Of course, if man did not land on the moon, one of the most vital bases of modern science is removed, and, much like a chair that has had a leg sawed off, tumble to the ground. After all, if these extremely respected scientists are suddenly proved incorrect, then one must examine all of modern science -- scientific truth from an unreliable source is no longer truth. This leads to the extremely irreverent questoin, "Is the moon really in existence at all, and not, perhaps, an optical illusion?" The evidence that the moon exists comes under the pretense that modern science -- and historical science, even -- and without that basis, there can be no reasonable assumption that the moon is what it is purported to be. Does the moon exist at all, even? After all, space is nothingness, and this moon is in space. Nothing can ever truly exist in nothingness, because once something exists within it, it is no longer nothing, and once nothing is something, the nothing that was can no longer exist. If nothing exists or can exist in the void of space, then, the moon, Earth, and Sun do not really exist. If these things we take for truth are contradicted or countered, then there can be no personal -- or even objective -- truth.

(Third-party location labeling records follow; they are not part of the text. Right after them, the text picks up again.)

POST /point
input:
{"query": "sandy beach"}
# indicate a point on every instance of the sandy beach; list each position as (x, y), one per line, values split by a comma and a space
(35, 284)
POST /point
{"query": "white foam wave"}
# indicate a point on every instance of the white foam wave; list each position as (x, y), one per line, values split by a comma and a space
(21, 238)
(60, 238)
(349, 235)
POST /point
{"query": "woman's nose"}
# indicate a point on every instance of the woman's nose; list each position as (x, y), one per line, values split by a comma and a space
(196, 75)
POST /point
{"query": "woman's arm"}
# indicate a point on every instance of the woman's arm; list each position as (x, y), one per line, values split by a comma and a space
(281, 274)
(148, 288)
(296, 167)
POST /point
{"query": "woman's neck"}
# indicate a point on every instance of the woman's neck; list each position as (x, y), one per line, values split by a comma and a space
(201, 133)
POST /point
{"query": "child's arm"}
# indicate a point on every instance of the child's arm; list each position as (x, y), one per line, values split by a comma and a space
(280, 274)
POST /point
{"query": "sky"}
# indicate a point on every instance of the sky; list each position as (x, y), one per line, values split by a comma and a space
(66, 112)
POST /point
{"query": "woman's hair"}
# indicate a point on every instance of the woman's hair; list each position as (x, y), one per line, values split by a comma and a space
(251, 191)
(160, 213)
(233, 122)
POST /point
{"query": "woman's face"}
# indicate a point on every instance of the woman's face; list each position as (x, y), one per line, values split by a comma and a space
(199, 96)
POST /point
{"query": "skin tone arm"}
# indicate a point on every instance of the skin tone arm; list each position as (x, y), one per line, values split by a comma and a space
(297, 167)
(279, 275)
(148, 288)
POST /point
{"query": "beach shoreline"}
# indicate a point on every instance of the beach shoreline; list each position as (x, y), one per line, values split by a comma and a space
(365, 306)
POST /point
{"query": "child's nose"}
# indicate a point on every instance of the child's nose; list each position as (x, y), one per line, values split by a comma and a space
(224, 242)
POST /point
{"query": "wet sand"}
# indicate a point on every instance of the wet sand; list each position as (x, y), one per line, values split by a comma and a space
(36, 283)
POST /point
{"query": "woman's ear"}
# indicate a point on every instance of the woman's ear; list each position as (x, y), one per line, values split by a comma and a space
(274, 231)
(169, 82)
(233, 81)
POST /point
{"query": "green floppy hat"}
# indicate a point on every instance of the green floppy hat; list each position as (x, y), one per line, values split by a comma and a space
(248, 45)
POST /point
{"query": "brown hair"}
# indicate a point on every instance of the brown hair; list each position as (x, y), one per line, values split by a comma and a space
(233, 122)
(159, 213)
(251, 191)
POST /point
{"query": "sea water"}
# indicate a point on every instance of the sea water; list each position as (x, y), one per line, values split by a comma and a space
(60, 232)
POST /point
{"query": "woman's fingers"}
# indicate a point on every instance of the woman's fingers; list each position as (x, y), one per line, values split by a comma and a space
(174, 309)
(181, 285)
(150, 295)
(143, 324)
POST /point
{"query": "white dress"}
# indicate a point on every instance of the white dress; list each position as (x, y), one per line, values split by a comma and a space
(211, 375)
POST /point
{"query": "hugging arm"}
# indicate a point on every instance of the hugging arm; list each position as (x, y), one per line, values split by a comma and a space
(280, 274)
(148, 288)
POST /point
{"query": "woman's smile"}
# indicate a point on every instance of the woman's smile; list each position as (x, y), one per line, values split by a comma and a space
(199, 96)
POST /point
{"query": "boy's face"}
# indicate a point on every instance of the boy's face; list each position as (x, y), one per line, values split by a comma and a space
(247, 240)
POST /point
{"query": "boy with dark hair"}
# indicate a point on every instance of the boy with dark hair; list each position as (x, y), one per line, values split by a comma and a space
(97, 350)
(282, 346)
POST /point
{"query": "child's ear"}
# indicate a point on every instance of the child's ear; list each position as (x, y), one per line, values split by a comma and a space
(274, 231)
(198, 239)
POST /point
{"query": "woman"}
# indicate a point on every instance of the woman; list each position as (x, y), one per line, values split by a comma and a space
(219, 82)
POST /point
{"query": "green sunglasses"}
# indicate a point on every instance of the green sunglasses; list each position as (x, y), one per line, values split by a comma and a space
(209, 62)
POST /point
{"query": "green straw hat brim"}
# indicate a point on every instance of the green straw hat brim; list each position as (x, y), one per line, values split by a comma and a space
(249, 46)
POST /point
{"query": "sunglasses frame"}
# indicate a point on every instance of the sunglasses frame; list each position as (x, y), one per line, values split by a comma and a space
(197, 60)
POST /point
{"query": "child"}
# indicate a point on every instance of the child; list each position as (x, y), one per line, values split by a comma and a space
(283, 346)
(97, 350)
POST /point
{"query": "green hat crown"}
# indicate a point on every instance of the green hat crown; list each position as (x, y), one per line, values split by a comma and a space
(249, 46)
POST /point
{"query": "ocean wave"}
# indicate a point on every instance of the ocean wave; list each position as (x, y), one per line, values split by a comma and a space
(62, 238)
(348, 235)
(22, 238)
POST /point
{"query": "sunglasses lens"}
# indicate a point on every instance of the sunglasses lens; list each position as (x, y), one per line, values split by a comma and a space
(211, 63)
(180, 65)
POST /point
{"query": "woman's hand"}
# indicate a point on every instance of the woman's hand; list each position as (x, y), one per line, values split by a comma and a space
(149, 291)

When there is no truth, then we cannot, by any stretch of the imagination, know the true nature of our existence. We must create our own definition of existence, perhaps one in which we are literally everything and what we perceive is a mere thought, or one in which we are nothing. The only option, then, is to determine our own personal existence and live it out as if we know not of anything beyond our own personal truths. Live as if our existence will simply end at any moment, and live not in fear, but in the pure emotional bliss of the emotional nature that has driven humanity. Cherish the view of the moon, for upon next waking, it may be no more.

Matthew Montgomery


----------